If about 0.1% of the surface of the earth were converted to solar power stations, that could supply all of our current energy use. But the rate of consumption is increasing exponentially as population increases exponentially and THAT MUST STOP. Who's going to vote for the global 2-child policy that will probably be necessary to avoid annihilation of the environment and subsequent annihilation of mankind? Mankind needs another big round of moral progress to save itself from itself.

Out of Balance - Trailer

charliem says...

As time rolls foward, the more money these corporations pump into pseudo-science bullshit to stem the flow of renewable, sustainable energy forms from taking foot, the more emboldened it makes those who are in the business of ridding humanity from its oil/coal dependancy.

Non-energy corporations are waking up to the fact that once initial investment capital has been paid off from an economical energy source, the fuel for the energy thereafter is 100% free, and virtually unlimited, with extremly low maintenance and upkeep costs. Long term, switching over is far cheaper than keeping the status quo.

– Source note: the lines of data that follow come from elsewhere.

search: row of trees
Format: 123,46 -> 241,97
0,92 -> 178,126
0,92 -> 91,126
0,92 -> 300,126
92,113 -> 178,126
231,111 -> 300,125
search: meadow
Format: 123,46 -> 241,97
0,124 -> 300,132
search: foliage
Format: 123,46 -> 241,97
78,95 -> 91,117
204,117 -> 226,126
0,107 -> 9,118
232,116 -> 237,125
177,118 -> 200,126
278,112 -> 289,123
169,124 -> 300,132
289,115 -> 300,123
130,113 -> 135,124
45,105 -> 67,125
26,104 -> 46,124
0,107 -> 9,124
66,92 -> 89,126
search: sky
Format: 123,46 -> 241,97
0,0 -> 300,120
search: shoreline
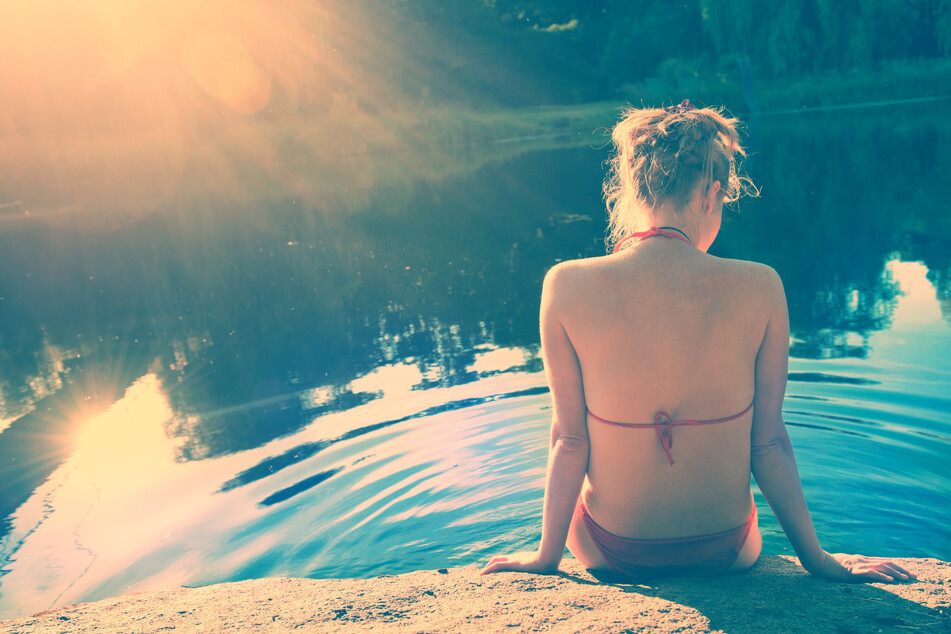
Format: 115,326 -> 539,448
0,555 -> 951,634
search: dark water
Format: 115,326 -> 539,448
0,110 -> 951,617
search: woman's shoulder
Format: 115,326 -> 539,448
716,258 -> 785,299
542,257 -> 607,304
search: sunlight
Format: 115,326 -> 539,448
885,260 -> 942,330
0,0 -> 386,221
71,374 -> 175,492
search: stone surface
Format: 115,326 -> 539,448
0,557 -> 951,634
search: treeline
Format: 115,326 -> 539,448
390,0 -> 951,105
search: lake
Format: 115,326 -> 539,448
0,107 -> 951,618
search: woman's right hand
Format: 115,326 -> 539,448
809,553 -> 918,583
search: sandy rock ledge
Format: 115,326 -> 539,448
0,557 -> 951,634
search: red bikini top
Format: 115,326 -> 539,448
588,401 -> 753,465
613,227 -> 693,253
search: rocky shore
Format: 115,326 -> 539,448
0,556 -> 951,634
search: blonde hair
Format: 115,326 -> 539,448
604,102 -> 757,251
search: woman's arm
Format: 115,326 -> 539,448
482,266 -> 588,574
750,269 -> 914,581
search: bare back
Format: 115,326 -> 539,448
554,238 -> 770,539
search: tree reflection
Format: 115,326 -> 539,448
0,113 -> 951,514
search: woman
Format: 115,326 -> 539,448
483,101 -> 914,581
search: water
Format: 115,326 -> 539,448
0,111 -> 951,618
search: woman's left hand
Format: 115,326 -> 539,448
479,551 -> 558,575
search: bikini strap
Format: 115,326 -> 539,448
588,401 -> 753,466
613,227 -> 693,253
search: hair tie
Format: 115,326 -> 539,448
664,99 -> 697,114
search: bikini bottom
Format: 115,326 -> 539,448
581,496 -> 756,581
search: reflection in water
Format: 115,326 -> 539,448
0,111 -> 951,614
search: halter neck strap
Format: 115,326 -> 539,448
614,227 -> 693,253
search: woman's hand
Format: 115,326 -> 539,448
809,553 -> 918,583
479,551 -> 558,575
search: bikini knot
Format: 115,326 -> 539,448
654,411 -> 674,465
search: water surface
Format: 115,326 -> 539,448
0,111 -> 951,617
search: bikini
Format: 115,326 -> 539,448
581,227 -> 757,581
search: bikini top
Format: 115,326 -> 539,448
588,401 -> 753,465
588,227 -> 753,465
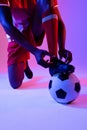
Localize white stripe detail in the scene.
[0,4,10,6]
[42,14,58,23]
[6,34,14,42]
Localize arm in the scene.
[0,6,50,68]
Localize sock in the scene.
[42,7,58,56]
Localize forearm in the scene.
[0,6,38,54]
[58,22,66,51]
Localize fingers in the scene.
[38,59,52,68]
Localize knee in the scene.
[10,81,22,89]
[38,0,57,12]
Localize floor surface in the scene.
[0,69,87,130]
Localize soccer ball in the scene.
[49,73,81,104]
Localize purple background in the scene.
[0,0,87,77]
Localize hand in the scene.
[34,49,52,68]
[59,50,72,64]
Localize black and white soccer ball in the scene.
[49,73,81,104]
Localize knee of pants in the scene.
[9,81,22,89]
[8,62,24,89]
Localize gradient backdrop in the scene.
[0,0,87,77]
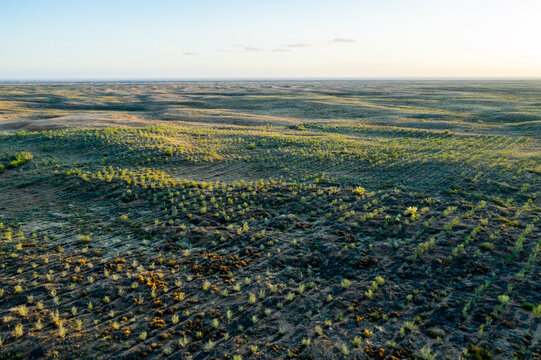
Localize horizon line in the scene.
[0,76,541,83]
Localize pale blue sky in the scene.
[0,0,541,79]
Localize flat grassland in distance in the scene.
[0,81,541,360]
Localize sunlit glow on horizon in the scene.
[0,0,541,80]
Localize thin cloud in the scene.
[331,38,357,44]
[286,43,313,48]
[243,46,263,52]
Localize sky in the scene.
[0,0,541,80]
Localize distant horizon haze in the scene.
[0,0,541,81]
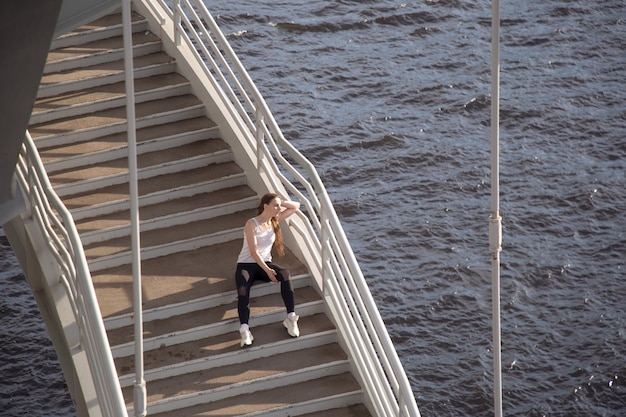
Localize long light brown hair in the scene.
[256,193,285,256]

So to all those asswipes who think we have no control over global warming, who have no idea about the physics thats seated behind the theory of global warming (which by the way, in scientific nomenclature, a 'theory' is the highest level of prestige awarded to human understanding, theories explain facts under observable and crucifiable situations), who have had no formal education in even physics 101 where thermal dynamics is taught, who have never read a book in their lives, and have a slippery, astro-glide encased grasp on any concept of economics, I give you, a big shut the fuck up, sit down, and accept that renewables are the way of the future, wether you fucking like it or not.

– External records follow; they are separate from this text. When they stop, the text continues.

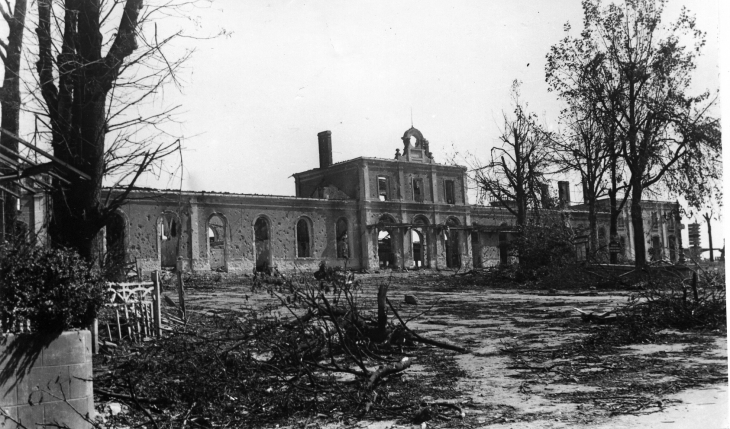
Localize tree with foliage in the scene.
[0,0,27,241]
[546,0,721,266]
[36,0,194,259]
[472,81,548,225]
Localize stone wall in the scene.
[0,331,94,429]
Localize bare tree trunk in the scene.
[36,0,142,260]
[0,0,27,241]
[631,184,646,268]
[702,213,715,262]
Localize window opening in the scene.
[378,215,396,268]
[378,176,388,201]
[253,217,271,271]
[297,219,312,258]
[413,179,423,203]
[444,180,456,204]
[208,214,226,270]
[444,218,461,268]
[336,218,350,259]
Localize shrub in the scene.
[0,243,105,333]
[509,214,575,281]
[623,271,727,329]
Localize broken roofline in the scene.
[292,156,467,177]
[102,187,356,202]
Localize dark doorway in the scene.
[296,219,312,258]
[471,231,482,268]
[499,223,509,265]
[208,214,226,270]
[669,235,677,262]
[104,213,126,281]
[650,235,662,261]
[411,229,425,268]
[335,217,350,259]
[157,213,182,268]
[411,215,431,267]
[444,218,461,268]
[253,217,271,271]
[378,215,396,268]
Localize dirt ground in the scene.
[166,272,730,429]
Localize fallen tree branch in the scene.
[368,358,411,389]
[385,298,471,354]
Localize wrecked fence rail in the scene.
[92,271,162,353]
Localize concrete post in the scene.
[188,197,199,271]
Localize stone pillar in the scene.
[188,197,199,271]
[431,165,438,203]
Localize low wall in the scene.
[0,330,94,429]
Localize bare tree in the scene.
[549,104,613,250]
[546,0,721,266]
[0,0,27,237]
[472,81,548,225]
[30,0,194,258]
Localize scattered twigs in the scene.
[367,358,411,389]
[386,298,471,354]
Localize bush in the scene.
[623,271,727,329]
[509,214,575,281]
[0,243,105,333]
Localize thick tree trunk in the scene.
[631,183,646,268]
[36,0,142,260]
[588,198,598,255]
[0,0,27,238]
[705,216,715,262]
[608,189,621,264]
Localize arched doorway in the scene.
[649,235,663,261]
[335,217,350,259]
[499,222,509,265]
[444,217,461,268]
[104,212,127,281]
[669,235,677,262]
[157,212,182,268]
[208,213,228,270]
[471,231,482,268]
[410,215,431,268]
[253,216,272,271]
[378,215,396,268]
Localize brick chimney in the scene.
[317,131,332,168]
[558,181,570,203]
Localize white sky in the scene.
[1,0,730,252]
[132,0,727,252]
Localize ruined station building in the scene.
[15,127,681,274]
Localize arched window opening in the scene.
[157,212,180,268]
[378,215,396,268]
[444,218,461,268]
[411,229,424,268]
[598,227,607,249]
[499,223,509,264]
[649,235,662,261]
[335,218,350,259]
[669,235,677,262]
[253,216,271,271]
[411,215,430,268]
[471,231,482,268]
[296,219,312,258]
[208,214,226,270]
[104,212,126,281]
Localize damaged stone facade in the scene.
[11,128,681,275]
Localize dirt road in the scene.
[168,273,728,429]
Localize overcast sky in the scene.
[132,0,727,249]
[148,0,719,195]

So sick and tired of these stall tactics that are continually pushed in the face of humanity for no other reason than to promote corporate greed, all at the expense of the humanity they sell their shit to.

/rant

To appeal to the corporate, democratic, industrialised capitalists out there still on the fence about global warming and our need to act or not. Put the whole debate out of your head, and think from your hip-pocket.

Imagine a world where the energy required to run everything in your house, is literally, free.
It is uninterrupted, enviornmentally friendly, unlimited, free energy.

From a business point of view, even if this energy, after investment capital was paid off (read: wind, concentrated solar thermal, geo-thermal or wave power), was sold for 3c/kwHr, you would still be making a huge proffit. And, worst case scenario on maintaining status quo, you would be save near total annihilation of the human race.

There is no sane argument against going to electrical cars, powered up by a grid that sources it energy from 100% renewable and sustainable energy, anyone who claims otherwise is a fruitcake.